The lower the NNT the more effective the treatment. When the outcome is a harm rather than a benefit, a number needed to harm (NNH) can be calculated similarly.

For example, if NNT is nine, Its interpretation can be illustrated by the following sentence: "This study suggests that we need to treat 9 patients to get the desired outcome for 1 patient." On the other hand, if NNH to have AKI is 9 Its interpretation will be as follow "This study suggests that if we treated 9 patients, 1 patient will get the adverse effect (AKI).

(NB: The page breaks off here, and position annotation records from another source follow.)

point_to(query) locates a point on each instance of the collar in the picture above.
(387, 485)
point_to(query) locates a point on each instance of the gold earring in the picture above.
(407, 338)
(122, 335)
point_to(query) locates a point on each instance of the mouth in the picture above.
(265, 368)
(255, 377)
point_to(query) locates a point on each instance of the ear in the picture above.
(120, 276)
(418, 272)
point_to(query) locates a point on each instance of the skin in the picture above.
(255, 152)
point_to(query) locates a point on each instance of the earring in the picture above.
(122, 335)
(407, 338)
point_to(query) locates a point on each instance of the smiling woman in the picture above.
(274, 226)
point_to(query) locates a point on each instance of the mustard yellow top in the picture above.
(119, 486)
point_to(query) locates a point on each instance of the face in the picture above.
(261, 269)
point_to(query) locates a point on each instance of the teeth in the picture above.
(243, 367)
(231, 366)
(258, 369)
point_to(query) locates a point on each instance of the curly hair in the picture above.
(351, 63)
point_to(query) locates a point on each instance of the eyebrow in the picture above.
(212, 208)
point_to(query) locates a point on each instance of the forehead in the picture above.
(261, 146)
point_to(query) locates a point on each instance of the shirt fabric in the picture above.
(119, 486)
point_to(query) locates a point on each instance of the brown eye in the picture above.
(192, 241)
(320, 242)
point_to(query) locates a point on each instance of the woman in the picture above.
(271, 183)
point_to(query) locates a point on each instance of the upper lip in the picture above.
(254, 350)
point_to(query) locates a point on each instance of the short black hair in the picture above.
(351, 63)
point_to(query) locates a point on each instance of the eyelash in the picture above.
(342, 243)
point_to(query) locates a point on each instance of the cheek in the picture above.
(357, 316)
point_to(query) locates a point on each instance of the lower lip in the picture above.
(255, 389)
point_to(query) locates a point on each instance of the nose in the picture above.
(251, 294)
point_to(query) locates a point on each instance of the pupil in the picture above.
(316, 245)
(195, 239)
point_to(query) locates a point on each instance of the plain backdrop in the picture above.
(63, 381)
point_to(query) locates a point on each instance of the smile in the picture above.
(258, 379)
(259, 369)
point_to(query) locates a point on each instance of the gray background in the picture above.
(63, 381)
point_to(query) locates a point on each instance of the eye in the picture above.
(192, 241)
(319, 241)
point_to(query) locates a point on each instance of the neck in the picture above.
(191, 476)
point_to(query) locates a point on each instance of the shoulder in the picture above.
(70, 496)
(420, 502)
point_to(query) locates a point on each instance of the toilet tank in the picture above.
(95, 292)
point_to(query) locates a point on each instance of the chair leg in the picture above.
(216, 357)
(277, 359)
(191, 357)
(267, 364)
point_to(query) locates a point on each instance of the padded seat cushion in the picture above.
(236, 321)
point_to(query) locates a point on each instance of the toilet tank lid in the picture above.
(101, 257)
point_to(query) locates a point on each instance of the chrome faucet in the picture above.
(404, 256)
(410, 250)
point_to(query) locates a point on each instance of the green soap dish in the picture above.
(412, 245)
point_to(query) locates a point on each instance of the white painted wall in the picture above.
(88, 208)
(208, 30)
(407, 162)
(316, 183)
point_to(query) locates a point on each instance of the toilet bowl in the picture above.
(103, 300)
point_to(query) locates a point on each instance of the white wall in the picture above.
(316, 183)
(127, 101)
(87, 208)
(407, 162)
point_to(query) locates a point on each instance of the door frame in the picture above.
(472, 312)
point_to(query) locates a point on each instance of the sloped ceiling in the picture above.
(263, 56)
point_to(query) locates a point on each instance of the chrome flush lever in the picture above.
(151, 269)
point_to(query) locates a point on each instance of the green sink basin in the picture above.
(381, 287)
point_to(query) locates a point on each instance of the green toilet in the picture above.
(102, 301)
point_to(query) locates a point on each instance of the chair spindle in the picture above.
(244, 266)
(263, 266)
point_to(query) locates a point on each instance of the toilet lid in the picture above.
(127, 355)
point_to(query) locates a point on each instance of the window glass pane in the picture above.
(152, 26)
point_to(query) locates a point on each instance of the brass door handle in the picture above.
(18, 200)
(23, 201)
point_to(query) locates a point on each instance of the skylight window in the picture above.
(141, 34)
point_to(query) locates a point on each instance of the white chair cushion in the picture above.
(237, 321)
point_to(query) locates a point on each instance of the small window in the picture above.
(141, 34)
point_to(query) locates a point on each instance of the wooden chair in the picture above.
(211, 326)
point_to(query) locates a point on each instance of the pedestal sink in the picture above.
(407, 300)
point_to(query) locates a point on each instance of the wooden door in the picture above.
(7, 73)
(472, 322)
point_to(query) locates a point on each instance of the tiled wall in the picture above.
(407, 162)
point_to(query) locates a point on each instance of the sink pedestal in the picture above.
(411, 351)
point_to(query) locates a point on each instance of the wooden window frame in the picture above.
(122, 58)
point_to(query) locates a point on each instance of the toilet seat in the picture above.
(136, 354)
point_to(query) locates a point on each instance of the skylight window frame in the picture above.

## Confidence interval (CI)

The 95 % Confidence interval (CI) is the range of values that you can 95 % confident that values lie between and ontains the true mean of the population. In another way, 95% chance that the confidence interval you calculated contains the true population mean. For example, if the CI is 95% then in hypothetical indefinite data collection, in 95% of the samples the interval estimate will contain the true population parameter.

Confidence interval are usually expressed with 95% confidence, this is just a tradition. Confidence intervals can be computed for any desired degree of confidence. The level of confidence can be chosen by the investigator. (e.g. 80%, 90%, 98%...etc).

The 95% CI is used to estimate the precision. A large CI indicates a low level of precision, whereas a small CI indicates a higher precision: Wide CI= Small sample size, while narrow CI=Large sample size.

If standard deviation (SD) is known, CI can be calculated.

CIs are used as an indication of how a study result would be reflected in the general patient population outside of the investigation.

Factors affecting the width of the CI include the size of the sample, the confidence level, and the variability in the sample.

A study that reports the relative risk (RR) or the odds ratio (OR) without reporting the confidence interval cannot be adequately interpreted. Therefore, CIs should always be presented for the relative risk and odds ratio.

For specific variable, a narrower CI (e.g., 90-110) suggest more precise estimation of the populations compared with a wide CI (e.g., 90-500).

Unlike the p-value, the 95% CI does not report a measure’s statistical significance. In practice, the 95% CI is often used as a proxy for the presence of statistical significance if it does not overlap the null value (e.g. OR=1).

For differences (e.g., AR, ARR, beta coefficient), CI should NOT include zero to be significant. However, if CI contains zero it will be considered not significant.

For ratios (e.g., OR, HR, RR), CI should NOT include one to be significant. However, if CI contains one it will be considered not significant.